I have always taken Aspirin when required. It is the only over the counter drug that can stop my headaches. I have tried all the other types of drug and they are of no use, so I am a great believer in Aspirin. I know off the stomach problems that use of Aspirin can cause but in my case the benefits out-way the risks. The research seems to show that this is the case when it comes to Cancer prevention.

Tess September 5, 2014

Thank you. That’s a very honest and balanced explanation. I personally have doubts because my dad took a quarter of an aspirin every day for around 30 years and it was strongly suspected that the constant regular use gave rise to the liver tumour that killed him, therefore I’m not a big fan. However, I’m sure there ARE benefits for some people and I hope the research will give many people a better chance.

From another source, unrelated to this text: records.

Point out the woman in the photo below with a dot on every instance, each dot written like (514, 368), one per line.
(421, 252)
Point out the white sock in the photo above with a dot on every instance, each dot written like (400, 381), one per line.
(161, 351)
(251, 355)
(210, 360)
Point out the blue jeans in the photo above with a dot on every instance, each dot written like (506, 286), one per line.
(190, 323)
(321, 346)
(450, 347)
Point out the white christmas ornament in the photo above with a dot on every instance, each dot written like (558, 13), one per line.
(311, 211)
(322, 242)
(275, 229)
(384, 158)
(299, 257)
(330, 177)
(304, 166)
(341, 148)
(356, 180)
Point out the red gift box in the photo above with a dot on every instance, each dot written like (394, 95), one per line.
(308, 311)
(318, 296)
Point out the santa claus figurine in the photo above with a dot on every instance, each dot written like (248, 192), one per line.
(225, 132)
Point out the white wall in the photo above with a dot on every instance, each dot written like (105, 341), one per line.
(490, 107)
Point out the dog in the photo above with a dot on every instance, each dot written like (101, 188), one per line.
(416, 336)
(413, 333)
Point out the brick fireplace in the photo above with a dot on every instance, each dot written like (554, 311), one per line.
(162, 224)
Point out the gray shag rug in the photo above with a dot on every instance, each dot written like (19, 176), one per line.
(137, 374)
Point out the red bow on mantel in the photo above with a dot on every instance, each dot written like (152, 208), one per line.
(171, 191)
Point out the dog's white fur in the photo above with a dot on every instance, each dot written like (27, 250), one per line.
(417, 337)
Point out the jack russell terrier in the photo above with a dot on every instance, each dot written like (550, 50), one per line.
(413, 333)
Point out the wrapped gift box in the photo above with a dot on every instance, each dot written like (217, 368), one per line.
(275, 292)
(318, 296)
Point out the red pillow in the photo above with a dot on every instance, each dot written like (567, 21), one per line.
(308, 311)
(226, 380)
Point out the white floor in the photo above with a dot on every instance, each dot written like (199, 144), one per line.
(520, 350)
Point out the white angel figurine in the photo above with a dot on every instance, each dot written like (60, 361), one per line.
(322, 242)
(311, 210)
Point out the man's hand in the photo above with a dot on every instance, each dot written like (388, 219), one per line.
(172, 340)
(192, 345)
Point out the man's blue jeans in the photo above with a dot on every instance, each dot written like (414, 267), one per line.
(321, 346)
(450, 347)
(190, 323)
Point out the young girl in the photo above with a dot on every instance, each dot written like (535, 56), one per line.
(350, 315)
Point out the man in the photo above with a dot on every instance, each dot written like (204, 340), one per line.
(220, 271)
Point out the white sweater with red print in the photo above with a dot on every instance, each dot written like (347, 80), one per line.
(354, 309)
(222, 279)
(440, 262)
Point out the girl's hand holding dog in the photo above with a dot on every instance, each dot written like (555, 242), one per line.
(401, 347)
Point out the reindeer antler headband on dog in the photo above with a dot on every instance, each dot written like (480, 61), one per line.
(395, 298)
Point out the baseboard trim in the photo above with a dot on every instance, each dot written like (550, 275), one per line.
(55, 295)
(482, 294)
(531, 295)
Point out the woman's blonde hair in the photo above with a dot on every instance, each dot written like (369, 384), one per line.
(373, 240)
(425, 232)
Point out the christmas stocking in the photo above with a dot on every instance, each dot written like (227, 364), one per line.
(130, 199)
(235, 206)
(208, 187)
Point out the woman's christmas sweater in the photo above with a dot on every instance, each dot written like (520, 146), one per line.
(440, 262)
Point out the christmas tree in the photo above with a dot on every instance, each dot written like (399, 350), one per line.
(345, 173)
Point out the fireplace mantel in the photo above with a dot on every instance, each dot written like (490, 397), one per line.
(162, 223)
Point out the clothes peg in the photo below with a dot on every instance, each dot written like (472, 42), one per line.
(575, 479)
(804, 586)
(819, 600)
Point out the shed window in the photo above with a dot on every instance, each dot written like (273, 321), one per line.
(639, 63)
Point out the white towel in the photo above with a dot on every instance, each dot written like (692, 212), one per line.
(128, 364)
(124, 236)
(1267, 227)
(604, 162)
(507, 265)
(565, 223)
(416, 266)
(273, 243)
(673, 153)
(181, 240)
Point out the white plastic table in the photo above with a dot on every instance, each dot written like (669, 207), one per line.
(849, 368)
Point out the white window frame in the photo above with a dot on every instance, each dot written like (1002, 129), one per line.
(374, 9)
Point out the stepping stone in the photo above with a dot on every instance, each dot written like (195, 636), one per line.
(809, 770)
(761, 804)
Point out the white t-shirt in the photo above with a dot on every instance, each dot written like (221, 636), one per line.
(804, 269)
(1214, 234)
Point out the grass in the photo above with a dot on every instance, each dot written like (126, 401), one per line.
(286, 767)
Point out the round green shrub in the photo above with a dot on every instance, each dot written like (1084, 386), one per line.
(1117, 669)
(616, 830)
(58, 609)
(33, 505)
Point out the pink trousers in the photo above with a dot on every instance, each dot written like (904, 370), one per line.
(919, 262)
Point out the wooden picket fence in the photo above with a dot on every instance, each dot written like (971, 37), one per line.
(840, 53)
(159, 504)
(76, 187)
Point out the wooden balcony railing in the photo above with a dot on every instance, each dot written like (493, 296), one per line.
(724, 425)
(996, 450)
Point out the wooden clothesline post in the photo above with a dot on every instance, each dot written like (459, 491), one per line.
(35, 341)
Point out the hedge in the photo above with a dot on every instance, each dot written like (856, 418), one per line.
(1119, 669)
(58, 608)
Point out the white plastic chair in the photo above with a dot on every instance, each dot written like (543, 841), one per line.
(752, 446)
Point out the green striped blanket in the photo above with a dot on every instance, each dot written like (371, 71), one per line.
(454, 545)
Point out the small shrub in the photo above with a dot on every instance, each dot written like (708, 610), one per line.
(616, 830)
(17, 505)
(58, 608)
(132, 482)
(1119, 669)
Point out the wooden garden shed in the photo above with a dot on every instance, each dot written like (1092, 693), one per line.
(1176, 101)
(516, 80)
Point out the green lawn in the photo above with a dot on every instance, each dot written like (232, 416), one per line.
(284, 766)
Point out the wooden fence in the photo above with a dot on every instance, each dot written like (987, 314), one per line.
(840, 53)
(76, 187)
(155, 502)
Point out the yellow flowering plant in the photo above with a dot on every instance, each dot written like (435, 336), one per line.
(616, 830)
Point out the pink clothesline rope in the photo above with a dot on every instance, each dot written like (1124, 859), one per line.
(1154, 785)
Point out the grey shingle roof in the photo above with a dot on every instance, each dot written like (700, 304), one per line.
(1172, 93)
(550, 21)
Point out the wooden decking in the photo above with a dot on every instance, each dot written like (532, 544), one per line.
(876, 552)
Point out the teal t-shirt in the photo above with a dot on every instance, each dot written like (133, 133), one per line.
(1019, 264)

Sue Fricker September 5, 2014

And if the experts don’t really know then the GP will be no better placed to advise one way or the other. So until that point is reached ” I’m out”

Michael Andrew Scott September 5, 2014

Your GP should be consulted before taking regular doses of a Aspirin.Family history would be discussed . My Doctor
always advises me to get in touch with him ASAP with regards to any
changes in by bodily functions and is always discussed whenever I attend the practice

James September 5, 2014

thank you for advising the facts , from a neutral standpoint

Manohar V. Rakhe September 5, 2014

Sir, I had a heart attack in 1988 & a second one in 1993. I have been taking 75 mg dose of dispersible aspirin, daily since 1988 till to date. I was 43 at the time of my first heart attack. After 1993, I have not had any heart problem at all. I have had regular screening for bowel cancer after I turned 60. There is no sign of bowel cancer. Earlier this year I had a complete check up for lung cancer. None was detected. I have displayed no discernible symptoms of any kind of ulcers. So, personally, I would be quite happy to go on taking 75 mg dose of aspirin daily or until my GP advises me to discontinue it.